Not-So-Sweet Storytelling? Sweet Home Review

I’ve been watching Sweet Home, a South Korean show where people turn into monsters that take the form of their hidden desires.

I’ve heard many positive comments about this show, so I decided to check it out. After the first two episodes, I found out it was based on a popular Webtoon of the same name.

This show doesn’t disappoint. It has a fantastic premise; I would argue it’s a creative take on the zombie fab. The CGI is also of great quality. The show started off strong, but I began to get confused.

Why did this happen in the first place?

How do people get infected?

Why is Hyun-soo, the protagonist, supposedly immune? How does he control the virus?

I had more questions regarding our main protagonists as the story went on. Sweet Home also seemed like it focused heavily on the gory and violent scenes when I wondered why it was happening in the first place.

For example, Sang-wook, one of the main protagonists, beat a resident to death in the first few episodes. But why? From the flashbacks, I assume the resident did something horrible to him. But it was never fully explained. Everyone just became afraid of him.

I was also not a fan that Hyun-soo trusted an enemy so easily. This guy is also infected like Hyun-soo and easily convinces Hyun-soo to doubt the people he’s been with for the entire time.

The show does focus on working together and how humans can be even more barbaric than the monsters. It also highlights the tension between monsters and the hybrid-human like Hyun-soo.

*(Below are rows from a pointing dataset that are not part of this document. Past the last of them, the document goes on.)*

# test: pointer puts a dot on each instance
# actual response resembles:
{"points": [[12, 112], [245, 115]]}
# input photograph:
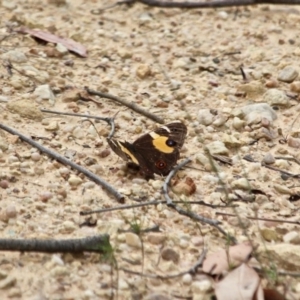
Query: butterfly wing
{"points": [[158, 151]]}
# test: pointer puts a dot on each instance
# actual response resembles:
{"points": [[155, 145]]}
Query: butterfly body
{"points": [[155, 152]]}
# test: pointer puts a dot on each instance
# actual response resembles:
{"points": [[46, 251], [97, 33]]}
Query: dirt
{"points": [[201, 67]]}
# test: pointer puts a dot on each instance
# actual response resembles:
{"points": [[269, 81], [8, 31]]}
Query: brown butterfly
{"points": [[154, 152]]}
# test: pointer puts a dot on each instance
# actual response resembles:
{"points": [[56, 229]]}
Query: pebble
{"points": [[69, 226], [8, 282], [74, 180], [205, 117], [156, 238], [288, 74], [269, 234], [187, 279], [25, 109], [11, 211], [201, 287], [268, 159], [143, 71], [241, 183], [255, 112], [295, 87], [44, 92], [292, 237], [35, 156], [276, 97], [61, 48], [133, 240], [293, 142], [170, 254], [45, 196], [217, 147], [4, 184], [15, 56], [253, 89], [53, 126]]}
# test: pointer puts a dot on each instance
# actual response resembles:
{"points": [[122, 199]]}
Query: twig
{"points": [[131, 105], [216, 3], [109, 121], [191, 4], [261, 219], [66, 161], [190, 214], [191, 271], [98, 243], [130, 206]]}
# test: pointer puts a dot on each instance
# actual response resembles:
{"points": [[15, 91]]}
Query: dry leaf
{"points": [[243, 283], [218, 263], [51, 38]]}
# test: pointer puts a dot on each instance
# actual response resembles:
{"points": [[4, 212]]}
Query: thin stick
{"points": [[98, 243], [216, 3], [131, 105], [191, 271], [66, 161], [190, 214], [261, 219]]}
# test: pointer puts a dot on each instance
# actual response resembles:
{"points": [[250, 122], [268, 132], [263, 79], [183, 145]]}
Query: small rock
{"points": [[170, 254], [268, 159], [69, 226], [61, 48], [288, 74], [217, 147], [143, 71], [8, 282], [156, 238], [187, 279], [231, 141], [295, 87], [44, 92], [133, 240], [74, 180], [269, 234], [11, 211], [292, 237], [254, 113], [205, 117], [25, 109], [201, 287], [4, 184], [15, 56], [293, 142], [157, 297], [241, 183], [53, 126], [276, 97], [253, 89]]}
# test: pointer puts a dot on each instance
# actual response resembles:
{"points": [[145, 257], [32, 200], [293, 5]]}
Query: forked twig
{"points": [[143, 204], [98, 243], [66, 161], [130, 105], [190, 214]]}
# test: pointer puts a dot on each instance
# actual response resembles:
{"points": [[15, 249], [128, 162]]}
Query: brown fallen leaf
{"points": [[219, 262], [243, 283], [51, 38]]}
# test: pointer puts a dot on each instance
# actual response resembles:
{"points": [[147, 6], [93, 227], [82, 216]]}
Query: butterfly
{"points": [[155, 152]]}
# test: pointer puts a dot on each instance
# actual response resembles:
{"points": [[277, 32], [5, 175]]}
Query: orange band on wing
{"points": [[160, 143]]}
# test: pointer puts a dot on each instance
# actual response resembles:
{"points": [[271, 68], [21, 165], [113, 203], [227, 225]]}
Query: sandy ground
{"points": [[180, 65]]}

These themes aren’t new, and the show does emphasize this well, though they were stressed near the end of the show. It would’ve been nice to have this development a little earlier.

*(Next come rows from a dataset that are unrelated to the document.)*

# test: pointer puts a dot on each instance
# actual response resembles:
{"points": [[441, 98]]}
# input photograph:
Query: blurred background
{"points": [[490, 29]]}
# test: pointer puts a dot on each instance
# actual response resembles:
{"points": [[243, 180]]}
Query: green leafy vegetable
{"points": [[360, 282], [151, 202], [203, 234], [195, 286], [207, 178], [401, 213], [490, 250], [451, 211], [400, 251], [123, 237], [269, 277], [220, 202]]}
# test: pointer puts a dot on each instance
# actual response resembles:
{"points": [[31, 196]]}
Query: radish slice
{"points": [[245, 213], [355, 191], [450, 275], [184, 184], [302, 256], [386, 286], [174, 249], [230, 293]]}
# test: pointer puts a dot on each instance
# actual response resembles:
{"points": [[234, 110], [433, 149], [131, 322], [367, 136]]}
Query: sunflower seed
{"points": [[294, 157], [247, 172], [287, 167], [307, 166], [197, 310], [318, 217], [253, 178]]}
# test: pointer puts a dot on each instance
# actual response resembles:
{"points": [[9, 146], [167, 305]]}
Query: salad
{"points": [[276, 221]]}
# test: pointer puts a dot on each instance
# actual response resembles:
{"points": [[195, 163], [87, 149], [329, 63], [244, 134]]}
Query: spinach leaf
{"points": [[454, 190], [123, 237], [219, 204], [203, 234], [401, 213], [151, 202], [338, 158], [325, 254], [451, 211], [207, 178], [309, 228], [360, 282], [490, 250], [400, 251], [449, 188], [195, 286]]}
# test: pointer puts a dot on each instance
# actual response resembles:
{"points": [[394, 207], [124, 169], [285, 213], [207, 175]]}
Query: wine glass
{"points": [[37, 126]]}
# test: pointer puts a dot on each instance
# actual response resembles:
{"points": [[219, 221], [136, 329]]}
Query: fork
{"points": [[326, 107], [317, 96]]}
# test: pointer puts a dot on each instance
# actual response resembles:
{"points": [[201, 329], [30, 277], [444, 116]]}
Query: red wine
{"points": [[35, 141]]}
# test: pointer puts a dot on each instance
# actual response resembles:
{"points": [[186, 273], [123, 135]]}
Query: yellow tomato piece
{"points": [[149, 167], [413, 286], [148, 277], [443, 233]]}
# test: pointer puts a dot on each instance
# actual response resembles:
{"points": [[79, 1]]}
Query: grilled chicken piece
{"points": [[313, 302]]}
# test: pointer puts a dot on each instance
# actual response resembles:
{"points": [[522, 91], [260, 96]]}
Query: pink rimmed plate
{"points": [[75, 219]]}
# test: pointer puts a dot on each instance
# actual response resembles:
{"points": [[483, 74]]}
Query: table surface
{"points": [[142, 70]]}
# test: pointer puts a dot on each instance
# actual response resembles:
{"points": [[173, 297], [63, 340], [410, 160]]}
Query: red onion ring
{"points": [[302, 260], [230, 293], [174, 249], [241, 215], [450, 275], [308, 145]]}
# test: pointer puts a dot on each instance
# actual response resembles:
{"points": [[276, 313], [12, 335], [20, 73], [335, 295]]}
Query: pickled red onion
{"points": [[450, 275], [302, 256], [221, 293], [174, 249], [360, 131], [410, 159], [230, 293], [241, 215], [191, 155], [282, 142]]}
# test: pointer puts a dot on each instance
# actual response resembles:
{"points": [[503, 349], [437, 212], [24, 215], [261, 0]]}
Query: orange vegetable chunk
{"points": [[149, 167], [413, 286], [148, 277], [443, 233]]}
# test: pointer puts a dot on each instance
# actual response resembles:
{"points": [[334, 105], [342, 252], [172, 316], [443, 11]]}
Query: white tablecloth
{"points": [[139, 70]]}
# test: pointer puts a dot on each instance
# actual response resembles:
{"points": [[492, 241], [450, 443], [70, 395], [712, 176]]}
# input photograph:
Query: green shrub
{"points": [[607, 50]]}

For some reason, I wasn’t that invested in the character relationships. Maybe it was because the show jumped from character to character that made it confusing the follow.

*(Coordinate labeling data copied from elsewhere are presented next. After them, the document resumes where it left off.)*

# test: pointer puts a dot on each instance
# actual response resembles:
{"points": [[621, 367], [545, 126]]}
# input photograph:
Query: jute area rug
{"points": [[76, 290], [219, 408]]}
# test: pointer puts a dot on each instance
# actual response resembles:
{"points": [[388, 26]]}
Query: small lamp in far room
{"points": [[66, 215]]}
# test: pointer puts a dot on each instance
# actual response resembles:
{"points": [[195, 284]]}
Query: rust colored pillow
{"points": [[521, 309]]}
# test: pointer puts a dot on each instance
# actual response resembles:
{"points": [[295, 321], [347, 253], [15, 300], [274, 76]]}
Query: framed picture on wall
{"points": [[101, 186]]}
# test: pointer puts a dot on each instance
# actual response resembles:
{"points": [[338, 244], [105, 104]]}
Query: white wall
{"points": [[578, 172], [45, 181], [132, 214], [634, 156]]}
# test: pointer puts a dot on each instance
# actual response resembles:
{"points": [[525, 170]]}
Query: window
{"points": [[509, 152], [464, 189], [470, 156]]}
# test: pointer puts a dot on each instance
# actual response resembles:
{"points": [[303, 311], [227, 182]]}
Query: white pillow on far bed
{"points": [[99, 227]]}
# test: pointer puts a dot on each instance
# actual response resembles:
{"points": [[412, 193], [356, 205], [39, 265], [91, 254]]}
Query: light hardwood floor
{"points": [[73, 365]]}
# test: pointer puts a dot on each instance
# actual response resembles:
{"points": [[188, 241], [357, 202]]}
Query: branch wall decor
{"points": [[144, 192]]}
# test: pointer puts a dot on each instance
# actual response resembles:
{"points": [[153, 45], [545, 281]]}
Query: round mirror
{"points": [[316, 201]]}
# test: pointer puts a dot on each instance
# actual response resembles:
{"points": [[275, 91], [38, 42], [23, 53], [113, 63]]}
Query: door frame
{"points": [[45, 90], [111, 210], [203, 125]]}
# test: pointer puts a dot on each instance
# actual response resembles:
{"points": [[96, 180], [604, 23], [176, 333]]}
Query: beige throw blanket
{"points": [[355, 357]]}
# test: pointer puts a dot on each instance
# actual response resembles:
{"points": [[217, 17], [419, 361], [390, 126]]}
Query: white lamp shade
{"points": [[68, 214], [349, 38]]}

Or, I didn’t feel any connection between the characters except for Jae-heon and Ji-soo. These two characters fought together from the very beginning until joining up with the rest of the group.

If I’m honest, I forgot how they even came together. But I can see why Jae-heon and Ji-soo would be fond of each other and their bond stronger than the other characters.

In a nutshell, I really enjoyed the beginning. It was thrilling, exciting, and scary. But, there wasn’t enough focus on the main protagonists.

It jumped from one character to another so quickly that there wasn’t enough time to develop them completely or understand their motivations.

There also wasn’t enough world-building to understand why things happen the way they did. It felt like the writers decided to infect people when they wouldn’t contribute to the main plot or just needed to kill some people off.

Still, the CGI was great, and I loved the different monsters that appeared.